Keeping track to keep Australia's overseas aid on track

Anthony B Zwi, Natalie J Grove and Maria-Theresa Ho
MJA 2005; 183 (3): 119-120

In the competition for official development assistance, health is losing out to governance and security

Governance, law and justice were “big ticket” items in the 2005–06 Australian federal budget, reflecting the increasing focus on national security in Australia and elsewhere. Our current aid budget reflects this trend.
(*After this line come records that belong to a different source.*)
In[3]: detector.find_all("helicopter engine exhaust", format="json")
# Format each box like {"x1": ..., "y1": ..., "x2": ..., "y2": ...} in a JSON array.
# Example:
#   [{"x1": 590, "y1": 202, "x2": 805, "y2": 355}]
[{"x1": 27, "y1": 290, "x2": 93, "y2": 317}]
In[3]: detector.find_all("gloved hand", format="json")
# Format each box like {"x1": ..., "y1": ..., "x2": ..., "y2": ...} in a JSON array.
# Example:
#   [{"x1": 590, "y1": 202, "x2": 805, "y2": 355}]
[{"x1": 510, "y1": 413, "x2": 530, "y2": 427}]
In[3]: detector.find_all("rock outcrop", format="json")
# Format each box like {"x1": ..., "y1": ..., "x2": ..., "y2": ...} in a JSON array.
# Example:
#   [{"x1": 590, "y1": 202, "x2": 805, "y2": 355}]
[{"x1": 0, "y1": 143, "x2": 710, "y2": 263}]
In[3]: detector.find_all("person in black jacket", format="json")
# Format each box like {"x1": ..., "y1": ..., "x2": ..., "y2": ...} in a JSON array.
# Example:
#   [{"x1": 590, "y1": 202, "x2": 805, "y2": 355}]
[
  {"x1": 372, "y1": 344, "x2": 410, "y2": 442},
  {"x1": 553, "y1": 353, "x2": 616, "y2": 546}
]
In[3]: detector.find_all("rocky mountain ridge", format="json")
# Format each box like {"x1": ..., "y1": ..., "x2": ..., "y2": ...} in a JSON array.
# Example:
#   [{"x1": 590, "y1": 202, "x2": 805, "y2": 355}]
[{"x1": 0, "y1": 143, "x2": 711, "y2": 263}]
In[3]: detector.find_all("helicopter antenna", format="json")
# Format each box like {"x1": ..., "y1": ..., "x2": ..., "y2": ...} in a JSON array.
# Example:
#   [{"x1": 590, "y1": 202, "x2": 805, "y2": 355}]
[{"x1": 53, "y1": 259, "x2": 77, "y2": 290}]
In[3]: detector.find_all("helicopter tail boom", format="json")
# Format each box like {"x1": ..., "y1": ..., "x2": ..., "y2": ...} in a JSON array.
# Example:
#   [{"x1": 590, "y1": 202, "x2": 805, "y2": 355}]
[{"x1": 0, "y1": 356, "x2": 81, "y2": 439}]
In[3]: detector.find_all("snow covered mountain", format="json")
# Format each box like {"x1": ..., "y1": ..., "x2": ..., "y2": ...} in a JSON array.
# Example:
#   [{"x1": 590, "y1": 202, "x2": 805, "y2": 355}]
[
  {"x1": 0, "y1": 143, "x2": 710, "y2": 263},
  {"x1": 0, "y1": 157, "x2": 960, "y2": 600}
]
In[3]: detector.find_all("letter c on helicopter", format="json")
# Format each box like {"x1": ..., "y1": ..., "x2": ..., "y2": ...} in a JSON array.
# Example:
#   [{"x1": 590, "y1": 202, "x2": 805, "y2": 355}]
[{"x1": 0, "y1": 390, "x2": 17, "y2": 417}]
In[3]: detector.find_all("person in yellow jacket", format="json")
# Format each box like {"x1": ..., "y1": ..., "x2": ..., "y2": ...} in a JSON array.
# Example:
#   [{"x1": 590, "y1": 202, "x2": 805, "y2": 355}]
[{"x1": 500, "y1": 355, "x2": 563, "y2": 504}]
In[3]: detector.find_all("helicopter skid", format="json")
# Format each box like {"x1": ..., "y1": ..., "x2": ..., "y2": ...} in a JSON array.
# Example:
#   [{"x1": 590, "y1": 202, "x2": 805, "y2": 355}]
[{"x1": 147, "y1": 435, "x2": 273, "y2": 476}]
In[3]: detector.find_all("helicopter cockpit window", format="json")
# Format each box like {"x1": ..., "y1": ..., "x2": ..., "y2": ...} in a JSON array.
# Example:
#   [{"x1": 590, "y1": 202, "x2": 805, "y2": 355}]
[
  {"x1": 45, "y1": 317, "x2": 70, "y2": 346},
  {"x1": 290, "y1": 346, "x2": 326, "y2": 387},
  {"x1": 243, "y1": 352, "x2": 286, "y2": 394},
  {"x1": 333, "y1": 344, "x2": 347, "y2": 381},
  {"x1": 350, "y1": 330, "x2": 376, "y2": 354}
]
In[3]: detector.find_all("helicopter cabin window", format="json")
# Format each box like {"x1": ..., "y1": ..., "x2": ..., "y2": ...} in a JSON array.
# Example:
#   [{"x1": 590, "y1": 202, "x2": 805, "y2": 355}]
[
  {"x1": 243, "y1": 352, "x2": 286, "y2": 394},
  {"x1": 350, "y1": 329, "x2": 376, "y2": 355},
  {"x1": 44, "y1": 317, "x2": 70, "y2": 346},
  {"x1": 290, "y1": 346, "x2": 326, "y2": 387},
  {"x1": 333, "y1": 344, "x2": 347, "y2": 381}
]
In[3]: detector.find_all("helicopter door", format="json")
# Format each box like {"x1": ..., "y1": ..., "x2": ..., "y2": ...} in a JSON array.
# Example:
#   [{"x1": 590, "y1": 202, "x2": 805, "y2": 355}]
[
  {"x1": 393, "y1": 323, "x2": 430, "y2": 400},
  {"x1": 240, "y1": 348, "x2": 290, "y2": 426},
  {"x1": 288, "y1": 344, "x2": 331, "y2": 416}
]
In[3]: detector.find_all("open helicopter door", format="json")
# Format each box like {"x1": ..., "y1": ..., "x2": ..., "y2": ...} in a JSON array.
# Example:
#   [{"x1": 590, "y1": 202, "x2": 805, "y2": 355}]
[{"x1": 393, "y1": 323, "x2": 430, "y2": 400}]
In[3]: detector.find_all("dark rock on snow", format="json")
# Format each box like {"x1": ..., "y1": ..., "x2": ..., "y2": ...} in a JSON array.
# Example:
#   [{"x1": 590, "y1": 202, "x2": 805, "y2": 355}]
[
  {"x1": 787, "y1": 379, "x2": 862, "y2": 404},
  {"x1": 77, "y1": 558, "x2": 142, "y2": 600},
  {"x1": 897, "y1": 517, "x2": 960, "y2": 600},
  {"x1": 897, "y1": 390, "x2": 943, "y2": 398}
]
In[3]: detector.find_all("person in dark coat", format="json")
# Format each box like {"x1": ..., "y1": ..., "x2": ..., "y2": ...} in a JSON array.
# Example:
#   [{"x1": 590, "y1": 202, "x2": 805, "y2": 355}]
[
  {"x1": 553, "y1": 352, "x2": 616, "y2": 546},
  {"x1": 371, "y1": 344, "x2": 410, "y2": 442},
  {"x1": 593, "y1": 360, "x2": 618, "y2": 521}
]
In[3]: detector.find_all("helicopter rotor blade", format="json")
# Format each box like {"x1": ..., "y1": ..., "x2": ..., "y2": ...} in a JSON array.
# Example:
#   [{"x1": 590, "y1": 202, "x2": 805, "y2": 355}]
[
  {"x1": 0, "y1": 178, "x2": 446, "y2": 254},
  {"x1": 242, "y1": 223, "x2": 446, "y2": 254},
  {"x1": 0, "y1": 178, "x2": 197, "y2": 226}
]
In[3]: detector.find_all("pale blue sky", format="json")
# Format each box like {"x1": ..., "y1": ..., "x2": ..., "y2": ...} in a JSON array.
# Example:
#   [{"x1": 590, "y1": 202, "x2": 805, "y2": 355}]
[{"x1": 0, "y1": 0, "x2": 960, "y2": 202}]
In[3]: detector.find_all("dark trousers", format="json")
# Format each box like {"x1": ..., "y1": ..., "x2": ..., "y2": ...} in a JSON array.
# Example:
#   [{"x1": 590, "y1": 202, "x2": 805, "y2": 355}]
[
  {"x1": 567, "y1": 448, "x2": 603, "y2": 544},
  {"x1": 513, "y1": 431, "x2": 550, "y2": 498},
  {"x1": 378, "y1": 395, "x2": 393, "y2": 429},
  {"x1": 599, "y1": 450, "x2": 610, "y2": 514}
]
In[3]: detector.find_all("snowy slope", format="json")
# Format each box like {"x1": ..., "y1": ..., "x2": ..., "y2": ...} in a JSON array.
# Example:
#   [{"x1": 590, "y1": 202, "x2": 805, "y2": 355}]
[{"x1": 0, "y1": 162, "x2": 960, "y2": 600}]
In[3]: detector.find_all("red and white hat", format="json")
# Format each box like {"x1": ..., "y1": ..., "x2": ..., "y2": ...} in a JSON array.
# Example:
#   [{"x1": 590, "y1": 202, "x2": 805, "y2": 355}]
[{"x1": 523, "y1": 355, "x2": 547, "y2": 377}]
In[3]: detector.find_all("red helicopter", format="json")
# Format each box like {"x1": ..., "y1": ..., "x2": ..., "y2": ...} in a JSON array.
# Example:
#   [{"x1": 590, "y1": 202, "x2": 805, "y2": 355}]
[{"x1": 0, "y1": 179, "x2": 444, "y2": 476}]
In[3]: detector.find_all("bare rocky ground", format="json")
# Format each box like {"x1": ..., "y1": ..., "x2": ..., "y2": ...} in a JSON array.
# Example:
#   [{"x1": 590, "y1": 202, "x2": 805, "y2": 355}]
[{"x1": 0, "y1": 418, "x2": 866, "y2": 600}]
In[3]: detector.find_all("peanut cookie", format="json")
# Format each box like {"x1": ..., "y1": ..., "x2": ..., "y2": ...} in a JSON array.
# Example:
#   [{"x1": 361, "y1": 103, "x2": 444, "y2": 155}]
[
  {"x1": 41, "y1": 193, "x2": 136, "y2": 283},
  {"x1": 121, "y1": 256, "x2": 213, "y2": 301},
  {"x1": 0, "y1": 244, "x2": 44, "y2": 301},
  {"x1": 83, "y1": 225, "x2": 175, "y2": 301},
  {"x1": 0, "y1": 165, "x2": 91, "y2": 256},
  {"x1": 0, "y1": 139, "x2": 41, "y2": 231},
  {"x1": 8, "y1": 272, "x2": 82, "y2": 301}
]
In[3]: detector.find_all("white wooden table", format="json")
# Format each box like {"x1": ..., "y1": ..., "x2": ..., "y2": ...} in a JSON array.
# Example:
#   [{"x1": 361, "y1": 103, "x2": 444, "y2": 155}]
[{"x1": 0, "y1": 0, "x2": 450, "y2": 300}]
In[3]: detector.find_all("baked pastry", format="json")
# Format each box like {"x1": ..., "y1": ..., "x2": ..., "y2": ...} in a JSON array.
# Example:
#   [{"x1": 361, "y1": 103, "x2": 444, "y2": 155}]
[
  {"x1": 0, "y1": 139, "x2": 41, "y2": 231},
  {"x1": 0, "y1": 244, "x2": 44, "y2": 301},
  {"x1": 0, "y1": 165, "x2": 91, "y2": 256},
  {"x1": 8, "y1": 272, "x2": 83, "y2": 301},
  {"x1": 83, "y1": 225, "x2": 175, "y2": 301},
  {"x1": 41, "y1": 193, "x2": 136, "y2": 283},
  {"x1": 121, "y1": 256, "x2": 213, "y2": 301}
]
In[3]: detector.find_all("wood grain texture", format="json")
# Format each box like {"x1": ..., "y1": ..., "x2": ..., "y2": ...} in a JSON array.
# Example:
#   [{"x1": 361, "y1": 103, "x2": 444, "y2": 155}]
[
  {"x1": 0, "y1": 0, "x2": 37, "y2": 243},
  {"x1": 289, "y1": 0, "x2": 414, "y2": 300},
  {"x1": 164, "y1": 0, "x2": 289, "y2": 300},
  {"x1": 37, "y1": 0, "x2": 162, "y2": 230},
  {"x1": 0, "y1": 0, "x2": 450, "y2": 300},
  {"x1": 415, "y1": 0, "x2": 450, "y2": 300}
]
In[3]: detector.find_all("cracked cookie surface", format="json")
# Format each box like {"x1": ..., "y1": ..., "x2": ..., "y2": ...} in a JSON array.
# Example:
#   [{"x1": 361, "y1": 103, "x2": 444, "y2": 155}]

Australian official development assistance (ODA) seeks “to advance Australia’s national interest by assisting developing countries to reduce poverty and achieve sustainable development”.1 According to AusAID, the agency responsible for the ODA program, poverty reduction remains central, reflecting Australia’s humanitarian values and its economic and security interests. The Australian Government has committed to a number of interrelated policy, program and partnership initiatives. In 2005–06, these initiatives seek to promote a closer partnership with Indonesia and engagement with fragile states, to stimulate broad-based economic growth, to strengthen efforts to promote better governance, to tackle transnational threats (notably HIV/AIDS), and to contribute to greater stability and security.

A fair contribution?

Australian contributions to ODA, now $2.49 billion a year, have been increasing over the past 5 years — a step in the right direction. Budget allocation has risen from 0.25% of gross national income (GNI) in 2001–02 to 0.28% in 2005–06. However, this gradual rise must be seen against the much larger decline over the past 30 years: in 1975–76, 0.45% of GNI was allocated to ODA, falling to 0.43% in 1985–86, 0.32% in 1995–96; and 0.28% in 2005–06.2 Current levels are well below the 0.42% committed, on average, in 2004 by nations belonging to the OECD (Organisation for Economic Co-operation and Development).3 This prompts questions about how Australia will achieve the ODA targets required to meet the United Nations’ Millenium Development Goals, to which we committed in 2000. If it is to do so, a timetable for achievement should be reiterated, with Australian ODA reaching 0.5% of GNI by 2009, nearly double the current level, and 0.7% by 2015.4,5 Without allocating considerably more resources, Australia will be substantially under target.

Who benefits?

Australia’s ODA is increasingly directed to near neighbours; around 42% is allocated to just three countries — Indonesia, Papua New Guinea and the Solomon Islands. The allocation to the whole continent of Africa, where poverty and conflict cut deepest,6 and where the impediments to achieving the Millenium Development Goals are greatest, stands at only 3% of Australia’s ODA. Support for other resource-constrained countries in South and East Asia is not much greater. Assistance to those in greatest need remains crucial if the benefits of greater equity, stability7 and control of infectious diseases,8 for example, are to be achieved.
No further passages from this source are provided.